BeautifulSoup将HTML文档解析成复杂的树型结构，每个节点都是Python的对象

可分为4种：

BeautifulSoup
Tag
NavigableString
Comment

BeautifulSoup对象

BeautifulSoup对象代表整个文档

Tag对象

它对应着HTML中的标签。

Tag对象有2个常用的属性：

name：Tag对象的名称，就是标签名称
attrs：标签的属性字典
- 多值属性，对于class属性可能是下面的形式，<h3 class="title highlight">python就是好用</h3> ，这个属性就是多值（{'class': ['title', 'highlight']}）
- 属性可以被修改、删除

from bs4 import BeautifulSoup
from bs4.element import Tag

with open('test.html', encoding='utf8') as f:
    doc = BeautifulSoup(f, 'lxml')
    # print(type(doc), doc)
    # 查标签
    # 2种方法 
    # 1、find
    # t: Tag = doc.find('h3')
    # 2、
    t: Tag = doc.h3
    print(type(t), t)
    # 继续查找标签
    f = t.find('a')
    # 查看文本
    print(f.text)
    # 查属性
    # 4种方法
    # 1、
    print(t.get('class'))  # 没有时，返回None
    # 2、
    print(t['class'])  # 没找到会报错
    # 3、
    print(t.attrs.get('class'))  # 没找到，返回None
    # 4、
    print(t.attrs['class']) #没找到会报错
    
    print(t.a.get('href'))
    # 修改属性
    t.a['href'] = 'http://www.bing.com'
    print(t.a.get('href'))
    
    #删除
    del t.a['href']
    
"""
结果
<class 'bs4.element.Tag'> <h3 class="title highlight"><a href="http://www.python.org">python</a>就是好用</h3>
python
['title', 'highlight']
['title', 'highlight']
['title', 'highlight']
['title', 'highlight']
http://www.baidu.org
http://www.bing.com
"""

NavigableString

如果只想输出标记内的文本，而不关心标记的话，就要使用NavigableString。

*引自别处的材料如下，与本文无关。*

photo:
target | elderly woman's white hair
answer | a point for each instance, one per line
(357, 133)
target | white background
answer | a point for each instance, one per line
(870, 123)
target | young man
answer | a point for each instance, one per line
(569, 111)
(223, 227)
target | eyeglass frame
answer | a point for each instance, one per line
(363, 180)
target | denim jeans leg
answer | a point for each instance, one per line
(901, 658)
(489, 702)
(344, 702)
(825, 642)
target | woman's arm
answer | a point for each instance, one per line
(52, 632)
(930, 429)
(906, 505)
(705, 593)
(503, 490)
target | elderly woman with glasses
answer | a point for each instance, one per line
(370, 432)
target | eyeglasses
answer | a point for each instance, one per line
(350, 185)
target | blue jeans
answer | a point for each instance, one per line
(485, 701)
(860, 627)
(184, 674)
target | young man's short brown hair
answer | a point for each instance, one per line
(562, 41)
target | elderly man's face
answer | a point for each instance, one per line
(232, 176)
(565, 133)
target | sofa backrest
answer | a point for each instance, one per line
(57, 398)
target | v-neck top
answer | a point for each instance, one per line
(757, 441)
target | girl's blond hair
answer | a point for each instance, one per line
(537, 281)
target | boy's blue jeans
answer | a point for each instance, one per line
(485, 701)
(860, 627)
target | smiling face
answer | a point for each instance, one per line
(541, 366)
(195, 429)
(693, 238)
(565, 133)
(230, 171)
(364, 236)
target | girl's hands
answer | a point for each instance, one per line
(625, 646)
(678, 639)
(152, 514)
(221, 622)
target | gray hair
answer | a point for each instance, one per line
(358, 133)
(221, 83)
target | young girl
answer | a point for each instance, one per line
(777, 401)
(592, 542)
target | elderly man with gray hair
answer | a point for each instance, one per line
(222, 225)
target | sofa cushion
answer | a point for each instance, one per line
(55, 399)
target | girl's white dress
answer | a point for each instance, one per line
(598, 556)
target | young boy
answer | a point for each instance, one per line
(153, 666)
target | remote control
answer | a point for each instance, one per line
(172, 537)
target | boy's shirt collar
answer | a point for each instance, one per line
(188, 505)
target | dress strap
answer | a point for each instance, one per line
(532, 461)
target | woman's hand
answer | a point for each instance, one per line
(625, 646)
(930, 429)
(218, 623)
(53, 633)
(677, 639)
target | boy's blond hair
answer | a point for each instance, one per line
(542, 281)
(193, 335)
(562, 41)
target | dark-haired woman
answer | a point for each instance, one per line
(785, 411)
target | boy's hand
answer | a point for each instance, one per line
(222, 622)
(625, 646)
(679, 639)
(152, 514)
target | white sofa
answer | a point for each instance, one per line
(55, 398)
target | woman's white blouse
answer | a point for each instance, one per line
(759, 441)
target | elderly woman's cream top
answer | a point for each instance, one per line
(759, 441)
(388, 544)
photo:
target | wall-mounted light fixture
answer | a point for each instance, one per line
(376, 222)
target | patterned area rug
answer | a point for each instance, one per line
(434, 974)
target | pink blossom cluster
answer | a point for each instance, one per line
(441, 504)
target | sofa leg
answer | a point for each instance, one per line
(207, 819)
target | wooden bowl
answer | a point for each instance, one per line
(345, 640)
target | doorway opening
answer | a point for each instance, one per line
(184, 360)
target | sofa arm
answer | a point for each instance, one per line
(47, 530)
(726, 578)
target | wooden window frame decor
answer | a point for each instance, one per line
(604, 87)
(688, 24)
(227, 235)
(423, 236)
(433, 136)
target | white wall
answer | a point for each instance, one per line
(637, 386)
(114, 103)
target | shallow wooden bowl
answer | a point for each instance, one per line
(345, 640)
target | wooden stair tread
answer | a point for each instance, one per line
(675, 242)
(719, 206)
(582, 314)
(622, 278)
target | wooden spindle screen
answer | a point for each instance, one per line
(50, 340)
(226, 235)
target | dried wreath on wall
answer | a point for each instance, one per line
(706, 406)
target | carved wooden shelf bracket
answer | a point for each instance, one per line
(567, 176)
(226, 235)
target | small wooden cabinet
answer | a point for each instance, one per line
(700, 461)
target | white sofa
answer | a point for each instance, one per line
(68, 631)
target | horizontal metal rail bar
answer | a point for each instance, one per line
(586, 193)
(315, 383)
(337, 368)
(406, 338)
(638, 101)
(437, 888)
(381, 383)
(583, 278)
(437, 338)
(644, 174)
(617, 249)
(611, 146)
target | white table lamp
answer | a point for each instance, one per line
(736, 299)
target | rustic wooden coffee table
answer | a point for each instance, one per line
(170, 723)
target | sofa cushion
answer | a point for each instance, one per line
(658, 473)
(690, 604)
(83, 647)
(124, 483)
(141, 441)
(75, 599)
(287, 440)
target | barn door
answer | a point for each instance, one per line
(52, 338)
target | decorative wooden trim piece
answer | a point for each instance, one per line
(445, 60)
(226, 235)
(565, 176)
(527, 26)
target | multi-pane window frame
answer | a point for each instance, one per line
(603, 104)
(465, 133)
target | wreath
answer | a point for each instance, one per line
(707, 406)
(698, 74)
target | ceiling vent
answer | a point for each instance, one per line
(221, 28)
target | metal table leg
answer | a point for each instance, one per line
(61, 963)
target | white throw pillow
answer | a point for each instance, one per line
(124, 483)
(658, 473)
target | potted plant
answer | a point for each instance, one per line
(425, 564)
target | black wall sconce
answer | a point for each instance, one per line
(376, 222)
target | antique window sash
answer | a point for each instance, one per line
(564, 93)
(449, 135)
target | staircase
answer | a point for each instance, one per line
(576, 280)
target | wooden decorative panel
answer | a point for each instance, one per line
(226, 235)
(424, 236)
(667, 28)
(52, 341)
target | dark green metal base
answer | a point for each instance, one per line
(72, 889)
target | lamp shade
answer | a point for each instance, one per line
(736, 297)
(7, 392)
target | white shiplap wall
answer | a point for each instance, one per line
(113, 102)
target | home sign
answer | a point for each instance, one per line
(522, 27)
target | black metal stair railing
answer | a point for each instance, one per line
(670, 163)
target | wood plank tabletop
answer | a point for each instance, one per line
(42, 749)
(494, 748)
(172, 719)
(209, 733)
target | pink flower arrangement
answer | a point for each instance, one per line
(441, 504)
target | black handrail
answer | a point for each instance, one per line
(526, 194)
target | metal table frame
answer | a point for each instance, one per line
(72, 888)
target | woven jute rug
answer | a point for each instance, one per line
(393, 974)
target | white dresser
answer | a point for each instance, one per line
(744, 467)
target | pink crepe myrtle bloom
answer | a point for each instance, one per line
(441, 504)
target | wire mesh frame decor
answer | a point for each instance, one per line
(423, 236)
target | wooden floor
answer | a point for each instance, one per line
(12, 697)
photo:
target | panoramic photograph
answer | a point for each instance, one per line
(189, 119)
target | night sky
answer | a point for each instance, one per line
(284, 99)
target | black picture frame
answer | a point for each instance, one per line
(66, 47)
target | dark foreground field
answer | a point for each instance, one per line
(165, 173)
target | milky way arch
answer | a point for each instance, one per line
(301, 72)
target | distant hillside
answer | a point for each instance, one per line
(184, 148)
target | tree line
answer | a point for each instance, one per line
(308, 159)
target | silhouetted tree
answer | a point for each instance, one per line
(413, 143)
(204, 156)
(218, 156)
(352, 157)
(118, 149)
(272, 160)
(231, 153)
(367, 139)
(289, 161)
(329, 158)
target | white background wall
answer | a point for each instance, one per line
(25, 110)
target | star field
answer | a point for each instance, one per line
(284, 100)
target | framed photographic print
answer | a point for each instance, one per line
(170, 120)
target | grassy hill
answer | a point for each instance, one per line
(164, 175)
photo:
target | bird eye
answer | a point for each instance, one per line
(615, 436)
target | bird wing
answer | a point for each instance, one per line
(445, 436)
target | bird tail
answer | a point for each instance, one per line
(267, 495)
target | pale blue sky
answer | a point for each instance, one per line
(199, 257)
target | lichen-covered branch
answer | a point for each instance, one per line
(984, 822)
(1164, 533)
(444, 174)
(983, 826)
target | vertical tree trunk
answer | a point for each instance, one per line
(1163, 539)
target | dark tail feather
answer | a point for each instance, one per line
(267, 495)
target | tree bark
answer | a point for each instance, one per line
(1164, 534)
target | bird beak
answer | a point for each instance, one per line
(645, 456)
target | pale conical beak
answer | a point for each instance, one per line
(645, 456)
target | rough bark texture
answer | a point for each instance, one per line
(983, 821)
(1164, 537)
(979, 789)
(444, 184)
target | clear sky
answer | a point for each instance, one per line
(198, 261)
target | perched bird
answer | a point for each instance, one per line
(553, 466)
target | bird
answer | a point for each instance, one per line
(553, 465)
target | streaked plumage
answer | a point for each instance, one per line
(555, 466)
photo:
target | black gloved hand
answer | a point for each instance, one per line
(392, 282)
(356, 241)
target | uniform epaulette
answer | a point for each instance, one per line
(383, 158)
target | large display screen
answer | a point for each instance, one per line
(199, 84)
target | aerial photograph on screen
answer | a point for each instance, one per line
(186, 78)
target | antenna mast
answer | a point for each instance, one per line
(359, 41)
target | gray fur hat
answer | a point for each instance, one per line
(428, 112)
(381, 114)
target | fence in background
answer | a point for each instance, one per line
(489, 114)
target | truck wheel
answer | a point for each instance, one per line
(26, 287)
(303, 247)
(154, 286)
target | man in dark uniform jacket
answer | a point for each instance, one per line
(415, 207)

当标签没有子标签时，可以使用NavigableString

有子标签则返回None

from bs4 import BeautifulSoup
from bs4.element import Tag

with open('test.html', encoding='utf8') as f:
    doc = BeautifulSoup(f, 'lxml')
    # print(type(doc), doc)
    
    print(doc.h3.a.string)

Comment注释对象

这就是HTML中的注释，它被BeautifulSoup解析后对应Comment对象。

遍历文档树

在文档树中找到关心的内容才是日常的工作，也就是说如何遍历树中的节点。使用上面的test.html来测试

使用Tag

doc.div 可以找到从根节点开始查找第一个div节点
doc.div.p 说明从根节点开始找到第一个div后返回一个Tag对象，这个Tag对象下继续找第一个p，找到返回Tag对象
doc.p 说明遍历是深度优先，返回了文字“字典”，而不是文字“bottom”。

遍历直接子节点

doc.div.contents 将对象的所有类型直接子节点以列表方式输出
doc.div.children 返回contents迭代器iter(self.contents)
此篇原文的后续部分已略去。